La première publication de ce livre date de 2008, il a été réédité en 2019 dans la collection Babel d’Actes Sud. C’est un « petit » livre : 160 pages… mais grand par l’écriture de son auteure !

Si vous n’avez jamais lu de livre de Marie-Sabine Roger reportez-vous à la récente chronique de Cathy sur son livre Vivement l’avenir. Ses romans, généralement, fonctionnent comme cela : une ou plusieurs personnes ayant un handicap, du moins une faiblesse, entourée par une ribambelle d’amis originaux, voire loufoques mais toujours extrêmement solidaires. On sort de leur lecture émus, amusés, voire revigorés. Bref, partant en vacances j’ai pensé que ce serait un livre agréable (pas même alertée par la couverture sombre !).

Je n’ai pas été déçue par le livre car l’écriture y est magnifique mais quelle gravité ! Aucune fantaisie. C’est un livre que je recommande… mais pas à mettre dans votre valise !

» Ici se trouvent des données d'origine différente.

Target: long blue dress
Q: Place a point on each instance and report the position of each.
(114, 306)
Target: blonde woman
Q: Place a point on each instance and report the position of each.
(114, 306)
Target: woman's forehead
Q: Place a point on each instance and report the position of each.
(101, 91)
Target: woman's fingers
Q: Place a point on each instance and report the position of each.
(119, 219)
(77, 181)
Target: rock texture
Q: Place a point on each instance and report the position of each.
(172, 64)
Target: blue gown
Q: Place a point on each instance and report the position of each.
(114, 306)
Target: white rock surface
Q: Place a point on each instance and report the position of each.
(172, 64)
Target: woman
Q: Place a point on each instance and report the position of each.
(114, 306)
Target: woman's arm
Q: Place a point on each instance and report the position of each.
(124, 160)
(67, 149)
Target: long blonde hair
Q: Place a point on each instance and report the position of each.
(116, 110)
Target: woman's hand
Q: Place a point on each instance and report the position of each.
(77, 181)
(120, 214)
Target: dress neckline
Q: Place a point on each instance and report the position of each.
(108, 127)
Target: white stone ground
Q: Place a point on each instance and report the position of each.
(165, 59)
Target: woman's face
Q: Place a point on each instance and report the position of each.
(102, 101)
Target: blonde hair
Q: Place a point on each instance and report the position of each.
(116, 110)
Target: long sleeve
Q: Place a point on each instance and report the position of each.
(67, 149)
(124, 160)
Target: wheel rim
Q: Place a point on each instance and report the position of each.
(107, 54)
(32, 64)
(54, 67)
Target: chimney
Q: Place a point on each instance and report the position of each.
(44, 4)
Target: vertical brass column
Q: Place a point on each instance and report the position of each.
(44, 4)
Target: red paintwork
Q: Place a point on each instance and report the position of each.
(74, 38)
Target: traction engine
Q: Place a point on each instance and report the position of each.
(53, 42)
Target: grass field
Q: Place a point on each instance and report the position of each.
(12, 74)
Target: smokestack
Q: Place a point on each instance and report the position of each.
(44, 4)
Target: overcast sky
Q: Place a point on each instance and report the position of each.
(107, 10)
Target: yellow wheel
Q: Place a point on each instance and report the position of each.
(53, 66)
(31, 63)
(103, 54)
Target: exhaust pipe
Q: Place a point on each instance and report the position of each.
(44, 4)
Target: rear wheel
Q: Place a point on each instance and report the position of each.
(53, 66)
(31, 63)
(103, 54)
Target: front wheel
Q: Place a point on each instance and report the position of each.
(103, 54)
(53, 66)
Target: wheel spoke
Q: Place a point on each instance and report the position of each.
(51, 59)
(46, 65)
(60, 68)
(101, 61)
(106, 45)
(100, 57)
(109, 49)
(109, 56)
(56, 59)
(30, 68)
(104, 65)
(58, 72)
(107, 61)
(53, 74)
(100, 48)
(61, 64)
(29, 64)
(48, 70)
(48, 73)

L’histoire nous est contée par une fillette d’une dizaine d’années qui témoigne de la tyrannie exercée par son père, catholique intégriste, sur sa famille. Quand la fillette dit TU, c’est à son père qu’elle s’adresse et ses reproches se font de plus en plus terribles. La mère consacre toute son attention, tout son amour au petit frère qui « ne tient pas bien sa tête », ne parle pas, ne marche pas…

Oui tout cela est fort sombre, mais il s’agit d’un petit chef d’œuvre dans lequel l’auteure dénonce plusieurs choses.


L’intégrisme tout d’abord car l’application d’une religion, quelle qu’elle soit, poussée à l’extrême est capable d’étouffer une famille (a fortiori bien sûr une société).
Le père accomplit de « bonnes œuvres » comme le dicte la religion, mais la petite n’est pas dupe, elle voit bien qu’il n’y met aucune compassion. Il assène ses réponses toutes faites, ses diktats, sans jamais la convaincre. Il échoue à lui fermer les yeux et à étouffer son intelligente curiosité.
Ainsi page 78 : « J’apprends qu’une violence peut être souterraine… Plus grave que l’indifférence, qui nous laisserait vivre nos si petites vies comme nous le souhaitons, ton dédain nous effrite, il nous mine et nous désagrège ». Et deux pages plus loin, quand le père s’absente : « Ces jours-là, dès que tu es parti, la maison se gonfle de lumière, elle sort de ses draps gris et devient montgolfière. C’est une bulle tiède, à l’abri des grands froids. Ces jours-là, je ris, je joue à la poupée et à la balle au mur, et je fais du patin dans la petite cour, derrière ». Le soulagement si bien décrit, avec tant de poésie, donne la mesure de la chape de plomb recouvrant l’enfant.
Et page 157, cette ultime apostrophe est sans appel :« La foi, entre les mains d’un homme comme toi, c’est une arme de poing. Une arme blanche. Elle fait infiniment plus de mal que de bien ».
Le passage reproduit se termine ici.